Dilettanti allo sbaraglio, si direbbe guardando i perenni talk show che peraltro non chiariscono nulla e anzi alimentano il caos. Vanno in scena politici ridicoli e opinionisti per tutte le stagioni, sempre in un clima da stadio. Ma quel che colpisce è che le tifoserie si mischiano, come se non avessero una reale identità. Applaudono a vanvera, questo o quello pari sono, anche se sostengono opinioni alternative. Uno straniamento partecipativo, una forma di schizofrenia ideologica che nasconde una pericolosa incapacità di riflessione.
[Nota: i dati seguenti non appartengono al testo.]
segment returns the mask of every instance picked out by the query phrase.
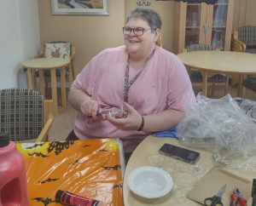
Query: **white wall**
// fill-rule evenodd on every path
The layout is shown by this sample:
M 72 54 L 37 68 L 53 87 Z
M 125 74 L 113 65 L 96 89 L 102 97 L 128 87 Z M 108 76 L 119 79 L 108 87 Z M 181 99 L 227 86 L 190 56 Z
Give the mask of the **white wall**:
M 0 89 L 26 88 L 20 63 L 40 49 L 38 0 L 1 0 Z

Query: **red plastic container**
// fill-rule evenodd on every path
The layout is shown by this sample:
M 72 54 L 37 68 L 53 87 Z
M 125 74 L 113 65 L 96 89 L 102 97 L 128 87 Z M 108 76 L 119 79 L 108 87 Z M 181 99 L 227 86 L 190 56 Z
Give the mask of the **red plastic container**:
M 28 206 L 25 162 L 15 143 L 0 133 L 0 206 Z

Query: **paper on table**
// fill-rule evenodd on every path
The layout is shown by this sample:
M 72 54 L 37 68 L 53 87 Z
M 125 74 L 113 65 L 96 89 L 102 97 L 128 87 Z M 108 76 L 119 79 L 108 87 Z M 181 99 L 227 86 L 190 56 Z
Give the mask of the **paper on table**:
M 250 198 L 253 184 L 251 181 L 216 167 L 195 184 L 187 197 L 203 204 L 206 197 L 216 195 L 225 184 L 227 188 L 222 197 L 224 205 L 230 205 L 230 196 L 235 186 L 239 188 L 245 199 Z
Fanno pensare a masse di manovra a disposizione di chi grida di più. Sarebbe un bene per la stessa democrazia se al pubblico di questi spettacoli da circo, che altro non sono, fosse vietato di acclamare in continuazione. Nostalgia delle vecchie tribune politiche, quando le frasi di Fanfani, di Almirante o di Togliatti si sedimentavano nella testa dello spettatore, senza frizzi e lazzi.
E’ il trionfo dell’irrazionalità. L’emozione prevale sul ragionamento. Ogni obiettivo sembra possibile. I vincoli di bilancio e gli impegni europei possono essere stracciati impunemente. Anzi, staremo meglio, promettono i nuovi Masaniello. Assurdità, chimere. Ircocervi. E’ stato Silvio Berlusconi a richiamare questa mitica figura, metà capro (hircus) e metà cervo, per definire l’innaturale tentativo di alleanza tra la Lega e i Cinque Stelle. Lo aveva fatto nel 1942, con ben altra finalità morale e filosofica, Benedetto Croce per confutare il liberalsocialismo di Guido Calogero e l’impossibilità, a suo dire, di coniugare eguaglianza e libertà come propugnava il Partito d’Azione.
Ora l’Ircocervo è sceso dall’empireo dei grandi progetti politici, delle coraggiose e nobili utopie, e ha assunto le sembianze di miseri imbroglioni. Applausi.